声をかけられたヒロムは足を止めて後ろを振り向くとそこには1戦目でナギトに大敗した勇波タクトがいた。1戦目でナギトに負けた際の負傷による影響を思わせる包帯を巻いた姿の彼を前にしてヒロムは少し間を置くと何か閃いたような反応をして彼に尋ねた。

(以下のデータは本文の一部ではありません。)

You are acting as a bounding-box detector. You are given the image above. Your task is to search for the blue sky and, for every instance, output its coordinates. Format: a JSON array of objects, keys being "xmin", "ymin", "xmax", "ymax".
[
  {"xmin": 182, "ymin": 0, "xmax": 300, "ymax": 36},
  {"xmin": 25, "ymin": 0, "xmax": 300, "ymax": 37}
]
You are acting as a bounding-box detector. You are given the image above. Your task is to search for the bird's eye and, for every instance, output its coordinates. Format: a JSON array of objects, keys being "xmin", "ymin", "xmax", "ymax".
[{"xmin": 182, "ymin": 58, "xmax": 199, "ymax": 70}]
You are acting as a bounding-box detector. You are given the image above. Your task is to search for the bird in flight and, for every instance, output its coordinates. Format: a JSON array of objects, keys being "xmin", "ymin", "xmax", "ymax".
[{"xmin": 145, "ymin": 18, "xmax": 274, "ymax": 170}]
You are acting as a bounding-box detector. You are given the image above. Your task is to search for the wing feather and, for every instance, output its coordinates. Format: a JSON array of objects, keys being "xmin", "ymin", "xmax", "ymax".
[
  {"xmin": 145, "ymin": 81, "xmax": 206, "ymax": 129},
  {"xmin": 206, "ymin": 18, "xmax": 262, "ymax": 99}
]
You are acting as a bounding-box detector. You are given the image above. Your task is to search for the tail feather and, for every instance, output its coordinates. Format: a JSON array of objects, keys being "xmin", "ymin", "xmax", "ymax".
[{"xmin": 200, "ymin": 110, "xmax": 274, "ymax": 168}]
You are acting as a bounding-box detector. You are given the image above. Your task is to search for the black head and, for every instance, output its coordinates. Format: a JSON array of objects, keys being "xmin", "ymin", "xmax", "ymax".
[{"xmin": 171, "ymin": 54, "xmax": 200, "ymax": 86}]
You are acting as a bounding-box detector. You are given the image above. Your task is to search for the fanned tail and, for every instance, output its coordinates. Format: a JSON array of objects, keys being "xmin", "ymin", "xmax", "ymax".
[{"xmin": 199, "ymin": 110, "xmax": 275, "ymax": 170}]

「いいタイミングだな、オマエ。ちょうど情報持ってそうなヤツを探してたんだ」
「オマエに話すことなんてない。オレはオマエに……」
「ナギトに勝てなかったヤツが上から物言うなよ。オマエがオレの質問に答えねぇかぎりこっちからオマエの質問に答える義務はねぇ。仮にもオマエは敗者、それ相応の気持ちで対応してもらわねぇと困るんだよ」
「……オマエの質問に答えたらいいんだな?」
「それでいい。オマエの聞きたいことにも答えてやるよ。早速だが……大淵の野郎が妙に信頼を置く人物について知ってることを話せ」
「大淵って大臣のことか?その人が信頼を置くって……アーサー・アストリアのことか?」
「違う。今回の決闘に関してヤツにアドバイスしてるヤツのことだ」
「そんなヤツがいるのか……?」
ヒロムの話を聞いたタクトが不思議そうな顔を見せるとヒロムはそこで全てを察してしまう。
「なるほど……」
(《フラグメントスクール》の連中か《始末屋》に接触してはいるかと思ったが大淵が妙に肩入れする人物は警戒心が強いらしいな。おそらく《始末屋》のヤツらに会って聞いても話にならないだろうから《フラグメントスクール》のヤツらに聞こうと思ったのに……この感じだと1度も会ってなそうだな)
「オッケーだ。こっちの質問は終わりだ。それで?
オマエがオレに聞きたいことは?」
「……オレはナギトを変えたオマエと戦いたい。